Nach dem Kampf im zweiten Jahr endet das Spiel und die ministeriale Prüfung beginnt, sprich: die Wertung. Dann bekommt man Punkte für seine Monster, Kammern und besiegten Helden und man verliert Punkte für von den Helden eroberte Dungeonteile sowie unbezahlte Steuern. Außerdem werden einige Titel verteilt, beispielsweise für den bösesten Spieler oder die meisten Monster. Netterweise darf sich dann jeder Spieler mit mindestens einem Siegpunkt zum Dungeon Lord erklären, aber nur der mit den meisten Punkten wird zum Underlord und damit zum Gewinner des Spiels.
In der Zusammenfassung klingt Chvátils "Dungeon Lords" wie eine Mischung aus seinem "Galaxy Trucker" mit Uwe Rosenbergs "Agricola" – und damit nach dem perfekten Spiel für Hardcore-Zocker. Alle Elemente deuten an, dass "Dungeon Lords" ein wahrer Meilenstein von Strategiespiel ist, in thematischer, spielerischer und komplexer Hinsicht. Doch es sind nur ein paar Unstimmigkeiten, die das Spiel an wahrer Größe knapp vorbeischrammen lassen.
Als Kenner muss man zunächst einmal mehr tief beeindruckt von der Bandbreite des Autors sein, der mit "Dungeon Lords" schon wieder etwas völlig anderes geschaffen hat als zuletzt mit "Space Alert", "Galaxy Trucker" und "Im Wandel der Zeiten". In Sachen Aufmachung, Übersichtlichkeit und Struktur ist das Spiel exzellent gestaltet worden und es lässt sich mit der spaßigen Anleitung und der klaren Symbolik recht eingängig lernen – das macht es aber noch lange nicht zu einem leichten Spiel! Das Regelheft weist mehrmals mit einem Augenzwinkern darauf hin, dass es in erster Linie für Vielspieler gedacht ist – und tatsächlich wird jemand, der einfach nur so vor sich hin zockt, von dem Spiel sehr bald in Grund und Boden gestampft werden.

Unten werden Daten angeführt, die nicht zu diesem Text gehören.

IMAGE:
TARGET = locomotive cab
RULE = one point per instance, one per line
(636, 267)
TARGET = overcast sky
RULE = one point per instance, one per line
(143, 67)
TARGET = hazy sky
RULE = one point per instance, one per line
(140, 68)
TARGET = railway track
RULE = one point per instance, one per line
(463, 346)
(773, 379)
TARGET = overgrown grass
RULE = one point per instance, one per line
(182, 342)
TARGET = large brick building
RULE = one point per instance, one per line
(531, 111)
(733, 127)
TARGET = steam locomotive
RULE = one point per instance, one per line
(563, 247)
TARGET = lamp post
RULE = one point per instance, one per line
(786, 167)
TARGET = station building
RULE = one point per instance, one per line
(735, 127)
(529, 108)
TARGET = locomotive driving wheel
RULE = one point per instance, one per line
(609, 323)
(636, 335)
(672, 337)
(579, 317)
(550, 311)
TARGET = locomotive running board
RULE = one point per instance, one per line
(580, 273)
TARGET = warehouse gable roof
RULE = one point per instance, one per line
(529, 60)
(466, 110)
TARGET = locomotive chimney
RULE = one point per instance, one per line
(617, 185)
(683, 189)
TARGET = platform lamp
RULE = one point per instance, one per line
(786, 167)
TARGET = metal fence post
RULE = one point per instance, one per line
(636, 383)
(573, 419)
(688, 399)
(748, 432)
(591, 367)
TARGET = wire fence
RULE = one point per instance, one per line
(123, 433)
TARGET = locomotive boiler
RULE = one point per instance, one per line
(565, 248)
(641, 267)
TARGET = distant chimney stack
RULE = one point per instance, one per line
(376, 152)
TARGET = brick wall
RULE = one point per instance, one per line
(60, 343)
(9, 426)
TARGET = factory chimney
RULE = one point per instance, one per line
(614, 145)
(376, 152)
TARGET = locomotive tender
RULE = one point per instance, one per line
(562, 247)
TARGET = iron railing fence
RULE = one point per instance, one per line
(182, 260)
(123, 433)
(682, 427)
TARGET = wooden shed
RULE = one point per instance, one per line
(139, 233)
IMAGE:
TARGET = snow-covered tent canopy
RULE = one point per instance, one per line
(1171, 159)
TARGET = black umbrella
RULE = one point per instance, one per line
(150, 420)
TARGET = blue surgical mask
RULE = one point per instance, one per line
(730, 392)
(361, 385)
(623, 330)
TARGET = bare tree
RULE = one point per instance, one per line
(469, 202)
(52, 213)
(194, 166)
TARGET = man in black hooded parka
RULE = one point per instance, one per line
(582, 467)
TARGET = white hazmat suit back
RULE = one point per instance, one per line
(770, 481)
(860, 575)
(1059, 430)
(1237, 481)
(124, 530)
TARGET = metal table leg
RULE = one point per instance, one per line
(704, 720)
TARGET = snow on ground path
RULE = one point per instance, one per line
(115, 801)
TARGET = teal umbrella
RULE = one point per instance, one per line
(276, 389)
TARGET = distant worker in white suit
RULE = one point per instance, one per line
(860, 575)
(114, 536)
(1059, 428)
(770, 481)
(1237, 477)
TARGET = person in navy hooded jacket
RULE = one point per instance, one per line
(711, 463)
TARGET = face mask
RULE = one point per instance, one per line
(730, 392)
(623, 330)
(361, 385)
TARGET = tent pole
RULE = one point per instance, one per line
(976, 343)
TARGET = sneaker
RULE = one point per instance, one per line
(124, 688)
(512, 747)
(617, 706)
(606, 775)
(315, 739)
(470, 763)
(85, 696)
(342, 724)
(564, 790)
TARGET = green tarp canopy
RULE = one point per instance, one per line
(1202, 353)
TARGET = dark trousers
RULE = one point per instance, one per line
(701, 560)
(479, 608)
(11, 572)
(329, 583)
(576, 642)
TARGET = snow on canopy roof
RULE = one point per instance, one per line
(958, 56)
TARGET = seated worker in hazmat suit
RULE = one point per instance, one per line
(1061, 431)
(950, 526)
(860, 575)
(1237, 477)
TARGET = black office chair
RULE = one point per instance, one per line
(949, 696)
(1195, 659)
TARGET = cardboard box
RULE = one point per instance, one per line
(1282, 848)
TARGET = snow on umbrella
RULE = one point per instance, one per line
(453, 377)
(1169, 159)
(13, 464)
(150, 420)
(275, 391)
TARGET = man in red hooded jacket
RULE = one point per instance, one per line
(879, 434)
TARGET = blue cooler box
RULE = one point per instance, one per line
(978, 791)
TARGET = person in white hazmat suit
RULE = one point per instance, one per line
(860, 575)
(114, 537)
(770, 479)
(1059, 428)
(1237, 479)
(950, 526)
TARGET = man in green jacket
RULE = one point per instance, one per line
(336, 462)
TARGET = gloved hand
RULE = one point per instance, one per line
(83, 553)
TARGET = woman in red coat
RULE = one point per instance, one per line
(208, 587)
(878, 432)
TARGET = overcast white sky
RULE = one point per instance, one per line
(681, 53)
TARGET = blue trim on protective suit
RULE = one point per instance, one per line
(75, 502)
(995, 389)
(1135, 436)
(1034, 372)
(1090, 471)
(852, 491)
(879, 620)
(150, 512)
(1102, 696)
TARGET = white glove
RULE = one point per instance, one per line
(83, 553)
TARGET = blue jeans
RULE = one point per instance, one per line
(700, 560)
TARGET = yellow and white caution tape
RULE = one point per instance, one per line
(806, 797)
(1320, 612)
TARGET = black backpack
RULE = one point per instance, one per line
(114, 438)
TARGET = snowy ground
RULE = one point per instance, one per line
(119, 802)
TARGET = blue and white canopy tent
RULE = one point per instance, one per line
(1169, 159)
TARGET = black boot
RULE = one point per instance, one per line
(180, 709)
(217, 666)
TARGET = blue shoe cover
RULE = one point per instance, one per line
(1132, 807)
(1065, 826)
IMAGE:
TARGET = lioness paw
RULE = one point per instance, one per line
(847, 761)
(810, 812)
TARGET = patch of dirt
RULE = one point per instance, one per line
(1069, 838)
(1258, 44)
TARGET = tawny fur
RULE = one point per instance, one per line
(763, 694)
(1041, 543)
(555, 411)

Wer zu böse wird, bekommt von der Heldengruppe aufs Maul, wer keine Steuern zahlen kann, erhält harte Strafpunkte, wer zu viele Tunnel baut, muss mehr Steuern zahlen, wer zu wenig Tunnel hat, kann nicht genug Gold abbauen, wer keine Monster oder Fallen holt, wird von den Helden überrannt, wer starke Monster anheuert, wird schnell sehr böse. Echte Zocker wird dieses Prinzip der Mangelwirtschaft eher reizen als abschrecken, und das zu Recht, schließlich gibt es immer etwas zu tun, immer etwas zu verbessern. Selbst kleine Fehler werden durch das Spiel jedoch mitunter knüppelhart bestraft. Man muss sich mitunter nur zum falschen Zeitpunkt verschätzt haben, und schon sind alle Hoffnungen auf einen Sieg dahin. Selbst erfahrene Spieler haben manchmal das Gefühl, dass sich das Spiel gegen sie verschwört. Für Anfänger ergibt sich selbst im "einfachen Spiel" enormes Frustpotential.
Wer ein interaktives Spiel sucht, der wird mit "Dungeon Lords" ebenfalls nicht sehr glücklich werden. Die Spieler bauen alle brav vor sich hin. Was die anderen so basteln, kümmert meistens nicht. Lediglich beim Legen der drei Befehle jede Runde schaut man sich die Verliese der anderen an und versucht abzuschätzen, welche Aufträge sie ihren Dienern zuweisen werden – und in welcher Reihenfolge. Denn meistens bekommt der erste, der einen bestimmten Befehl aufdeckt, nicht auch die größte Belohnung. Während etwa der erste Diener, der in einer Runde eine Falle kauft, dafür noch ein Goldstück ausgeben muss, bekommt der zweite diese einfach geschenkt. Wer dagegen zu spät kommt, kriegt mitunter gar nichts mehr. Das simultane Auswählen der Aktionen und das gegenseitige Abschätzen sind dann auch das Höchste der interaktiven Gefühle – im Kampf brütet dann wieder jeder ganz alleine für sich. Der tschechische Verlag Czech Games Edition hat bereits die Regeln für eine Mini-Erweiterung, die dem Spiel netterweise schon beiliegt, veröffentlicht, aber auch die erhöht die Interaktion nur marginal. Zudem ist das Spiel ganz eindeutig für vier Spieler ausgelegt, da mit zwei oder drei Teilnehmern weitere Mitspieler simuliert werden. Zu dritt geht das ganz gut, zu zweit ist es ziemlich öde.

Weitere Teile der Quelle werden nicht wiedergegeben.